Official cash rate and property prices connection
Extract from RH Fusion Media Release: August 2016
At 2.30 pm on the first Tuesday of every month, except January, the Reserve Bank of Australia (RBA) issues its official cash rate announcement. This month, the RBA cut rates by 0.25%. The RBA is Australia’s central bank and has responsibility for the stability of the country’s currency, the maintenance of full employment, our economic prosperity and the welfare of the people of Australia.
To achieve these statutory objectives, the Bank has an ‘inflation target’ and seeks to keep consumer price inflation in the economy to 2–3%, on average, over the medium term. Controlling inflation preserves the value of money and encourages strong and sustainable growth in the economy over the longer term. The inflation rate is currently 1%, which partly explains the recent decision to trim the cash rate.
Controlling inflation through monetary policy involves determining the interest rate on overnight loans in the money market, which is referred to as ‘the cash rate’. In turn, the cash rate impacts other interest rates in the economy such as home mortgages and investment loans, in addition to impacting economic activity and the rate of inflation.
You don’t need to be an expert such as Angus Raine or Paul Clitheroe to understand there’s a clear connection between interest rates and property values – and that there are additional factors such as government policy, taxation and social trends that can impact prices. That said, while the cash rate can be a key driver of activity, it may have a different impact depending on where you own an investment property, whether it’s Devonport, Dubbo or Darwin. Indeed prices may be steaming ahead in one capital city and stabilising in other parts of Australia.

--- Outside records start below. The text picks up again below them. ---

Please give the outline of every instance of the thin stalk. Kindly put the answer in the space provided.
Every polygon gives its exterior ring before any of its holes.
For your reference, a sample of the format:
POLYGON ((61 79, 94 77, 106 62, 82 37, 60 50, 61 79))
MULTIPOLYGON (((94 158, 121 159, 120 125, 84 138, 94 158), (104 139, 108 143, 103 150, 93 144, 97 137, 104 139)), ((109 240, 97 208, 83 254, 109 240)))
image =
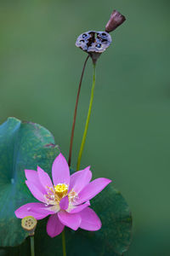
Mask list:
POLYGON ((81 86, 82 86, 84 70, 86 67, 86 63, 87 63, 88 58, 89 58, 89 55, 88 55, 88 57, 86 58, 86 61, 85 61, 83 67, 82 67, 82 72, 80 83, 79 83, 79 86, 78 86, 78 91, 77 91, 77 95, 76 95, 76 106, 75 106, 75 112, 74 112, 74 118, 73 118, 72 130, 71 130, 71 143, 70 143, 69 160, 68 160, 69 166, 71 166, 71 161, 72 144, 73 144, 73 138, 74 138, 74 131, 75 131, 75 125, 76 125, 76 111, 77 111, 77 107, 78 107, 80 90, 81 90, 81 86))
POLYGON ((66 256, 65 230, 62 232, 63 256, 66 256))
POLYGON ((88 107, 88 116, 87 116, 87 119, 86 119, 86 125, 85 125, 85 128, 84 128, 84 133, 82 136, 82 144, 81 144, 80 151, 79 151, 79 154, 78 154, 76 171, 78 171, 80 169, 80 163, 81 163, 81 159, 82 159, 82 151, 84 148, 84 144, 86 142, 86 137, 87 137, 88 124, 89 124, 89 120, 90 120, 90 115, 91 115, 91 112, 92 112, 92 105, 93 105, 93 101, 94 101, 94 88, 95 88, 95 64, 94 63, 93 65, 94 65, 94 73, 93 73, 93 84, 92 84, 90 103, 89 103, 89 107, 88 107))
POLYGON ((35 253, 34 253, 34 236, 31 236, 30 240, 31 240, 31 255, 35 256, 35 253))

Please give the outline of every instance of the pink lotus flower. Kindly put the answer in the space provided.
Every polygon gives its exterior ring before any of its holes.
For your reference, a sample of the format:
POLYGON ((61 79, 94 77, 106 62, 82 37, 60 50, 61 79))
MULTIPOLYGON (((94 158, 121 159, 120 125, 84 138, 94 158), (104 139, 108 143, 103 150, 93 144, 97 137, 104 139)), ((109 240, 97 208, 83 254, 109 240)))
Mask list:
POLYGON ((30 191, 41 203, 28 203, 14 213, 23 218, 33 216, 41 219, 51 215, 47 224, 47 232, 51 237, 60 235, 64 227, 74 230, 78 228, 86 230, 98 230, 101 221, 89 208, 89 200, 99 194, 111 180, 100 177, 90 183, 90 166, 70 176, 70 170, 65 157, 60 154, 52 166, 54 184, 47 172, 37 166, 37 172, 25 170, 26 181, 30 191))

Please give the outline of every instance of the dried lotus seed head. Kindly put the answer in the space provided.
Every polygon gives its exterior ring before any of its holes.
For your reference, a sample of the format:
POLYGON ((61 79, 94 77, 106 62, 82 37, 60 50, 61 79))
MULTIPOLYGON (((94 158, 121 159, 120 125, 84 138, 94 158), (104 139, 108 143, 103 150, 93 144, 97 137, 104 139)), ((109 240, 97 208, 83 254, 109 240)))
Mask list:
POLYGON ((27 216, 22 218, 21 226, 26 231, 34 231, 37 224, 37 220, 32 216, 27 216))
POLYGON ((89 54, 94 63, 96 62, 102 52, 110 44, 110 35, 103 31, 88 31, 81 34, 76 42, 76 46, 89 54))

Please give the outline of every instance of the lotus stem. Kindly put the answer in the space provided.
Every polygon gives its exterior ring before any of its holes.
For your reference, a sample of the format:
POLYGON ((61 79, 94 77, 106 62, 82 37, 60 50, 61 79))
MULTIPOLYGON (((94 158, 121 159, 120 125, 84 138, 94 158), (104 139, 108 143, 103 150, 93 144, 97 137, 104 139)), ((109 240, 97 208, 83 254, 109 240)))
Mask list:
POLYGON ((88 133, 88 124, 89 124, 89 120, 90 120, 90 115, 91 115, 91 112, 92 112, 92 105, 93 105, 93 101, 94 101, 94 88, 95 88, 95 67, 96 64, 93 63, 93 84, 92 84, 92 90, 91 90, 91 96, 90 96, 90 102, 89 102, 89 107, 88 107, 88 116, 87 116, 87 119, 86 119, 86 125, 85 125, 85 128, 84 128, 84 133, 82 136, 82 144, 81 144, 81 148, 80 148, 80 151, 79 151, 79 154, 78 154, 78 160, 77 160, 77 164, 76 164, 76 171, 78 171, 80 169, 80 164, 81 164, 81 160, 82 160, 82 151, 84 148, 84 144, 86 142, 86 137, 87 137, 87 133, 88 133))

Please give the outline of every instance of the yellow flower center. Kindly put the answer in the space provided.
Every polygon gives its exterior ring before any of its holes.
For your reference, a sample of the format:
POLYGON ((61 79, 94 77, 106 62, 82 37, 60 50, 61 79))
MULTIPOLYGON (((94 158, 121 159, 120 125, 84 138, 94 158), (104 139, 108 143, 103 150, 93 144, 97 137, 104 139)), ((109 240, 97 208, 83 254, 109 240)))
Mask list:
POLYGON ((63 198, 67 195, 68 192, 68 186, 66 184, 58 184, 54 186, 55 195, 60 198, 63 198))

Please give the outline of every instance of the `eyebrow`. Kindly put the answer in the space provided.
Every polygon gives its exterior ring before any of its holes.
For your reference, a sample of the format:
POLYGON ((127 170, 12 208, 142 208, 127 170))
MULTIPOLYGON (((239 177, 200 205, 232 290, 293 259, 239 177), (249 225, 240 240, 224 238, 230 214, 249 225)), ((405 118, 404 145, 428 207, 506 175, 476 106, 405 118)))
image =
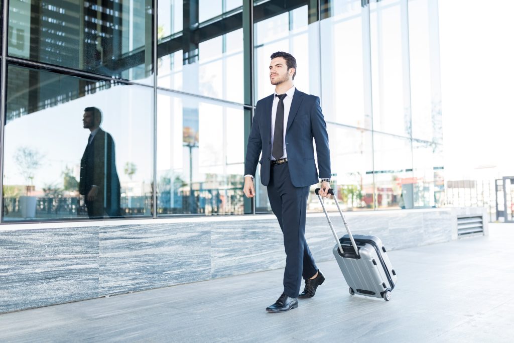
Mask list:
MULTIPOLYGON (((278 65, 284 65, 284 63, 276 63, 276 64, 275 64, 275 65, 274 65, 274 66, 276 67, 278 65)), ((270 65, 269 67, 271 68, 272 66, 273 66, 272 65, 270 65)))

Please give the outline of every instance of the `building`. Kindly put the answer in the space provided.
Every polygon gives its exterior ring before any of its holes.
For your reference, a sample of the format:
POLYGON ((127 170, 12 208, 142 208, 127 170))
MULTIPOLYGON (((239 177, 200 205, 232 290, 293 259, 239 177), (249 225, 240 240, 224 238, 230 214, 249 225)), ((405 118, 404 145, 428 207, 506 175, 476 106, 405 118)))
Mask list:
MULTIPOLYGON (((272 92, 267 66, 278 50, 296 57, 296 86, 321 97, 344 209, 444 205, 437 0, 155 3, 2 2, 1 229, 11 249, 27 240, 56 244, 35 247, 42 256, 81 251, 88 281, 63 299, 234 273, 211 260, 208 273, 201 255, 220 223, 273 225, 254 215, 270 211, 264 187, 254 202, 241 189, 245 140, 255 104, 272 92), (114 141, 121 212, 91 221, 78 185, 83 115, 93 106, 114 141), (117 254, 132 251, 119 240, 129 239, 125 230, 178 249, 180 266, 146 286, 103 283, 102 270, 117 275, 117 254), (187 268, 194 273, 167 278, 187 268)), ((320 210, 315 196, 308 206, 320 210)), ((38 299, 3 310, 49 303, 38 299)))

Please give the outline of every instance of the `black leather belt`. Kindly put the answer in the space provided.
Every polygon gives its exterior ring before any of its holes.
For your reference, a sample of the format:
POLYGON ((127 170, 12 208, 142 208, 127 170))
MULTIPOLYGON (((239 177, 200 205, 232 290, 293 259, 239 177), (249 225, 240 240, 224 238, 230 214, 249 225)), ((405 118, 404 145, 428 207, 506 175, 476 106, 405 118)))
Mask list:
POLYGON ((283 163, 287 163, 287 157, 285 158, 281 158, 280 159, 274 159, 271 161, 272 166, 276 166, 277 165, 281 165, 283 163))

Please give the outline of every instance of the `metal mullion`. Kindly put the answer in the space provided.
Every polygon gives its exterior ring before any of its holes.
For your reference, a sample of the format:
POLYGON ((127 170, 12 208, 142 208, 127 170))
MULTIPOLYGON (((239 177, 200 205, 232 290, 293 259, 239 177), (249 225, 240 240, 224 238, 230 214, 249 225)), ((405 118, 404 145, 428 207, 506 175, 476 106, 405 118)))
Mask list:
POLYGON ((2 38, 2 78, 0 84, 1 88, 1 94, 0 94, 0 190, 2 190, 2 195, 0 196, 0 224, 4 222, 4 147, 5 146, 4 137, 5 133, 5 118, 7 112, 7 104, 5 103, 7 99, 7 61, 6 60, 6 56, 7 55, 7 32, 9 29, 7 26, 7 17, 9 14, 9 3, 4 2, 3 13, 2 15, 2 32, 3 34, 2 38))
MULTIPOLYGON (((367 60, 364 59, 364 62, 368 62, 367 66, 368 69, 366 69, 368 77, 367 82, 369 85, 368 94, 369 95, 369 99, 368 101, 367 105, 369 107, 370 115, 371 116, 371 168, 373 171, 373 210, 375 211, 377 209, 377 196, 376 196, 376 184, 375 182, 375 129, 373 125, 374 118, 373 118, 373 70, 372 70, 372 64, 373 61, 372 59, 372 53, 371 53, 371 8, 369 2, 367 2, 367 4, 365 5, 363 4, 362 7, 362 46, 364 46, 365 45, 367 46, 368 47, 368 59, 367 60), (365 41, 364 41, 365 40, 365 41)), ((361 15, 362 15, 361 14, 361 15)), ((364 49, 363 49, 363 54, 364 53, 364 49)), ((364 81, 365 82, 365 80, 364 81)), ((365 104, 364 105, 366 105, 365 104)), ((364 122, 365 123, 365 121, 364 122)), ((365 129, 366 130, 366 129, 365 129)))
MULTIPOLYGON (((246 157, 246 147, 248 145, 248 136, 251 129, 251 123, 255 113, 254 85, 254 31, 253 31, 253 2, 244 0, 243 5, 243 59, 244 60, 244 109, 249 110, 248 113, 245 111, 244 127, 244 158, 246 157)), ((256 188, 256 187, 255 187, 256 188)), ((248 206, 249 200, 243 200, 246 202, 245 206, 248 206)), ((250 214, 255 214, 255 197, 249 199, 250 214)), ((243 210, 243 212, 245 211, 243 210)))
POLYGON ((152 2, 152 20, 153 23, 152 33, 153 50, 152 63, 153 63, 154 70, 154 108, 153 108, 153 163, 154 163, 154 187, 152 190, 152 218, 156 219, 157 218, 157 0, 154 0, 152 2))
POLYGON ((5 57, 4 58, 6 59, 7 62, 11 62, 11 64, 15 64, 16 65, 21 66, 27 67, 28 68, 34 68, 34 69, 40 70, 42 69, 49 72, 59 73, 60 74, 63 74, 70 76, 82 77, 87 79, 93 79, 101 81, 114 81, 118 83, 123 83, 126 85, 142 86, 143 87, 149 87, 153 86, 151 85, 140 83, 132 81, 125 80, 124 79, 117 79, 116 78, 111 77, 105 75, 95 74, 92 73, 88 73, 87 71, 72 69, 71 68, 61 67, 57 65, 54 65, 53 64, 47 64, 41 62, 29 61, 28 60, 17 58, 16 57, 11 57, 9 56, 5 57))

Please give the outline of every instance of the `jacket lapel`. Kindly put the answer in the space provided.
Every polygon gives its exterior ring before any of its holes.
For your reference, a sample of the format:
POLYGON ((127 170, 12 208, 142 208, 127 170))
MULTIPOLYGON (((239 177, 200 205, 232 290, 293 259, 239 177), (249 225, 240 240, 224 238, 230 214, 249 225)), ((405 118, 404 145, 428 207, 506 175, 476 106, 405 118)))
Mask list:
POLYGON ((289 117, 287 118, 287 126, 286 127, 286 132, 289 130, 292 121, 295 120, 295 117, 300 109, 300 105, 303 100, 303 93, 298 89, 295 90, 295 94, 292 97, 292 101, 291 102, 291 108, 289 109, 289 117))
POLYGON ((274 94, 268 97, 266 99, 266 102, 264 103, 265 110, 263 113, 265 114, 264 115, 264 125, 263 128, 268 128, 268 131, 266 132, 268 136, 266 137, 268 140, 271 140, 271 111, 273 110, 273 98, 274 97, 274 94))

Nonetheless, the historically low cash rate, coupled with reduced mortgage interest rates, has encouraged more investor and owner-occupier activity across Australia, and is consequently pushing up demand and prices since June 2012. Again, you don’t need to be a real estate whiz to figure out the connection. If investors can access ‘cheap money’ as a result of low interest rates, then they can borrow more and invest it in bricks and mortar. On the flipside, if interest rates start to head north, money is more ‘expensive’ and fewer buyers and investors can afford to take out mortgages and purchase property – and accordingly the market stabilises.